Sabia que tinha poucas hipóteses de vencer com um candidato como o Eanes, que eu não tinha dúvida de que iria ganhar à primeira volta. Concorri para saber o que é que as minhas ideias valiam perante o povo. A ideia era uma democracia participativa, com as pessoas a participarem activamente e diariamente e não só de quatro em quatro anos.

Disse que se soubesse como o país ia ficar não tinha feito o 25 de Abril. Arrependeu-se?

Eu reportei-me à situação em que vivíamos antes do 25 de Abril para dizer que os jovens de hoje, que são obrigados a emigrar, estavam numa situação idêntica à nossa com uma guerra injusta. E o que digo é que se não tivesse havido o movimento dos capitães, eu isolado possivelmente teria sido obrigado a sair do país e não teria feito a revolução.

Vasco Lourenço diz que essa declaração é incompreensível.

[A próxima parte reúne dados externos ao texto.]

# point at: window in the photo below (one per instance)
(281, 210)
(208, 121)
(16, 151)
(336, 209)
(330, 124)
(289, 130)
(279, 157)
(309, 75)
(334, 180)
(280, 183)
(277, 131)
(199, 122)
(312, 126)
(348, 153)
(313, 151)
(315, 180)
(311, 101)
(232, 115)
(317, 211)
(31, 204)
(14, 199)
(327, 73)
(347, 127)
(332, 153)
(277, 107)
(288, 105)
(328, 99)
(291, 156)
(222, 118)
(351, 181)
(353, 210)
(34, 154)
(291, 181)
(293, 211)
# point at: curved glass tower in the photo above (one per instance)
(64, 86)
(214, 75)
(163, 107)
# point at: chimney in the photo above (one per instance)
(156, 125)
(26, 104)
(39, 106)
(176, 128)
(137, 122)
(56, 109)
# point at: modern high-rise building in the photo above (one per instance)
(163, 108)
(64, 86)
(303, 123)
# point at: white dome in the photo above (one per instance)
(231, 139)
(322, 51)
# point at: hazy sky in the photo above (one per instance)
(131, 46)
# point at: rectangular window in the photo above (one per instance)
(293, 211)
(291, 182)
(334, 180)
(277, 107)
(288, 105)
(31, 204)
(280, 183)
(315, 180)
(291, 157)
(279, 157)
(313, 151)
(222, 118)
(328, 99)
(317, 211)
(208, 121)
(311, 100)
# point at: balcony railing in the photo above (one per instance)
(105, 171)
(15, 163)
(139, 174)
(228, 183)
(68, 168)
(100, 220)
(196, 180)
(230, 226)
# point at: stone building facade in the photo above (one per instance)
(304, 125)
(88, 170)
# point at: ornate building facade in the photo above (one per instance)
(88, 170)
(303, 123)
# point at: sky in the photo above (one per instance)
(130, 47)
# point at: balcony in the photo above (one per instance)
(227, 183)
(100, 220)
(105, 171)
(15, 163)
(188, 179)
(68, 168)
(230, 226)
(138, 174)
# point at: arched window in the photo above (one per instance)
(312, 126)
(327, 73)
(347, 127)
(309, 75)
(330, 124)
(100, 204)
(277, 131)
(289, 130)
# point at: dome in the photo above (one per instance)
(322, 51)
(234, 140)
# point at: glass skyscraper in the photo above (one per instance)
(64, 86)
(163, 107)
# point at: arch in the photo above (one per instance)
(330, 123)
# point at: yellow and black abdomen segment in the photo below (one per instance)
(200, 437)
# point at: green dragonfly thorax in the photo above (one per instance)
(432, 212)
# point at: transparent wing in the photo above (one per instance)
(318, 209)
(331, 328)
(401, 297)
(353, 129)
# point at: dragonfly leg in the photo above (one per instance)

Por causa dessa frase, que foi explorada como um sound byte, tenho recebido muitas mensagens a dizer que de facto a classe política pôs o país de rastos. A frase não foi bem entendida. O que eu digo é que as pessoas isoladas não conseguem um combate capaz de provocar alterações. Quando se juntam esforços então, sim, vale a pena.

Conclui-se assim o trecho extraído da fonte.